We generated two null-model datasets from pre-existing European and Asian genome-wide association studies (GWAS) data, respectively. European GWAS data was obtained from the Wellcome Trust Case-Control Consortium (WTCCC) (dataset accession ID: EGAD00000000021 and EGAD00000000022). A total of 2,962 WTCCC2 controls from the 1958 British Birth Cohort were genotyped by both Illumina 1.2 M array and Affymetrix_6.0 array. Data were merged and processed by general quality control (QC) procedures. The Asian SLE GWAS data was obtained from our previous study. In brief, a total of 5,342 unrelated QC-passed Korean subjects, including 849 SLE cases and 4,493 controls, were genotyped by Illumina Omni1 arrays and Human610/660W-Quad arrays. The 10,000 null-model datasets were generated by randomly assigning phenotypes (1000 cases and 1000 controls in each dataset) to samples from the original GWAS data. The null-model datasets were used to calculate Z scores of each SNP and to impute Z cores of untyped variants by DISH using an ethnicity-matched reference LD matrix. The accuracy of imputed Z scores in the DISH method was evaluated by comparing with Z scores calculated from imputed individual genotypes that were generated by HMM-based genotype imputation using SNP2HLA.

In addition, we applied our method to previously reported GWAS summary association statistic data and individual-level data from rheumatoid arthritis in Europeans¹⁴ and systemic lupus erythematosus in Asians¹³, respectively. For the European dataset, only association statistics for SNP2HLA-imputed variants was publicly available. From the statistics summary, we arbitrarily created a DISH input consisting of only the biallelic SNPs with official SNP names. For the Asian dataset, we calculated actual Z scores from genotyped data in order to impute DISH Z scores of untyped HLA variants using DISH-based methods.

Results

Performance of GWAS data with random disease phenotypes

We designed the DISH method to impute Z scores for genetic associations of untyped SNP and HLA variants from typed SNPs in a 5-Mb window of the MHC region based on a single variance-covariance matrix of the total variants listed in the reference dataset (see Details in Methods). To evaluate the performance of HLA statistic imputation, we generated 10,000 null model datasets from previously reported Asian¹³ or European (WTCCC2) GWAS data by randomly selecting 1,000 disease-affected cases and 1,000 controls and obtained Z scores of untyped variants by HMM-based and DISH-based imputation. The number of overlapping SNPs between the GWAS data and the ethnicity-matched reference variance-covariance matrix was 3,073 SNPs in Europeans and 2,582 SNPs in Asians. The HMM-based Z scores were obtained by testing for disease associations with SNP2HLA-imputed dosages of untyped variants. The DISH-based Z scores of untyped variants for disease association were calculated from Z scores of typed variants. The correlation coefficient (r) between the two independently generated sets of Z scores with an r²pred value ≥ 0.5 was 0.934 in the Asian dataset and 0.960 in the European dataset (Supplementary Fig. 1). Under the setting parameter (λ = 0.15), there appears to be 0.70 to 0.79-fold fewer associated variants from DISH-based Z scores at mild significance thresholds (P at 0.05 to 5 × 10⁻⁴) compared to HMM-based Z scores. However, this deflation is critical to control the type I error in SNPs with strong P values (Supplementary Tables 1 and 2).

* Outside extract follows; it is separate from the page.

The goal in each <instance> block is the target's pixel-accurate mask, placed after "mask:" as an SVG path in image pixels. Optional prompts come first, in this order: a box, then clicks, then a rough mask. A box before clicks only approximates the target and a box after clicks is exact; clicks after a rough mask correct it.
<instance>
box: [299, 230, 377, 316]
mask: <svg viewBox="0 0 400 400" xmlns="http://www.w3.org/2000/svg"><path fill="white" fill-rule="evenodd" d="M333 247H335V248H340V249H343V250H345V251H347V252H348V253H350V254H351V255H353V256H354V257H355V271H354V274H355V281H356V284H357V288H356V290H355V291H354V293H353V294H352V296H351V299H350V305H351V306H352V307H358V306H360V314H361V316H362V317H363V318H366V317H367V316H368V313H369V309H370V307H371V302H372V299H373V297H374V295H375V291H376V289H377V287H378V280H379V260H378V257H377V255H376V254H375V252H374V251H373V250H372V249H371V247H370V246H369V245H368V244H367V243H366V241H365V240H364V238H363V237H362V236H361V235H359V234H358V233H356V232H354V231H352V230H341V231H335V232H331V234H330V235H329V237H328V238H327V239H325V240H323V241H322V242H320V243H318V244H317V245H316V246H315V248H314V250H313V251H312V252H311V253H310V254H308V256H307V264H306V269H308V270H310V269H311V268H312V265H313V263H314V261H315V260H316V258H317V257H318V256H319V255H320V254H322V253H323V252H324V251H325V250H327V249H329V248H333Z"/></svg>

Performance with previous datasets

To illustrate the advantage of DISH in identifying HLA variants associated with diseases, we applied our method to two previous GWAS datasets in Asian SLE and European RA populations. Both diseases were most significantly associated with HLA-DRB1 variants in DISH and HMM-based SNP2HLA imputations (Fig. 1). For the Asian SLE GWAS data, DISH-imputed and HMM-imputed Z scores were highly correlated (r = 0.962 for markers with r²pred value ≥ 0.6). The two-field alleles of HLA-DRB1 showed similar association significance levels using DISH-based and HMM-based strategies. The Z score ranking of HLA-DRB1 alleles was also highly consistent (Spearman’s rank correlation coefficient r = 0.975; Fig. 2A). In both methods, HLA-DRB*15:01 showed the most significant risk association (Z_DISH = 6.53, r2ped = 0.92, P_DISH = 6.37 × 10⁻¹¹; Z_SNP2HLA = 7.26, P_SNP2HLA = 3.89 × 10⁻¹³), while HLA-DRB*04:01 showed the most significant protective association (Z_DISH = −5.09, r2ped = 0.94, P_DISH = 3.66 × 10⁻⁷; Z_SNP2HLA = −4.57, P_SNP2HLA = 4.79 × 10⁻⁶). Similarly, RA association of HLA-DRB1 alleles displayed good correlation between both methods (Spearman’s rank correlation coefficient r = 0.974) with the riskiest allele HLA-DRB*04:01 (Z_DISH = 37.04, r2ped = 0.79, P_DISH = 2.44 × 10⁻³⁰⁰; Z_SNP2HLA = 40.99, P_SNP2HLA = 3.03 × 10⁻³⁶⁷) and the most protective allele HLA-DRB*13:01 (Z_DISH = −17.03, r2ped = 0.66, P_DISH = 5.24 × 10⁻⁶⁵; Z_SNP2HLA = −17.38, P_SNP2HLA = 1.21 × 10⁻⁶⁷; Fig. 2B).

Discussion

In most cases, it is difficult to interpret the biological meaning of SNP associations in the MHC region because of few GWAS variants in the HLA coding variants and numerous trait-associated SNPs due to high LD in the MHC region. In this study, the DISH method was developed to impute association statistics of untyped HLA variants directly from the statistics of typed SNPs. This method works based on the LD information in covariance matrices from European or Asian reference samples without individual-level GWAS genotype and reference data. Several methods to infer Z scores of untyped variants have been reported in recent years^7,8,9,10. In these methods, individual-level dense genetic information in various populations in the 1000 Genome Project was used to estimate LD structure. By contrast, DISH has two pre-calculated LD matrices for variants in the MHC region in the large T1DGC samples originally used in SNP2HLA imputation⁵ and for variants in a large Asian reference panel previously customized for an SLE-HLA association study¹³ in order to maintain confidentiality of all the personal genetic information and run a faster imputation. Using null GWAS datasets with European or Asian LD architecture and actual GWAS datasets (or association summary statistics) for European RA and Asian SLE populations, we showed that MVN-based DISH-imputed Z scores calculated from individual-level genotypes of typed variants were highly correlated with HMM-based Z scores calculated from individual-level imputed genotypes by SNP2HLA. Moreover, the most protective, susceptible alleles were identical in both methods, illustrating the usefulness of the DISH method in looking for the most significant alleles in HLA fine-mapping studies. The observed associations of HLA-DRB1 alleles with RA or SLE in DISH-based and HMM-based approaches were supported by previous studies^15,16 that tested for the association for sequenced HLA-DRB1 alleles.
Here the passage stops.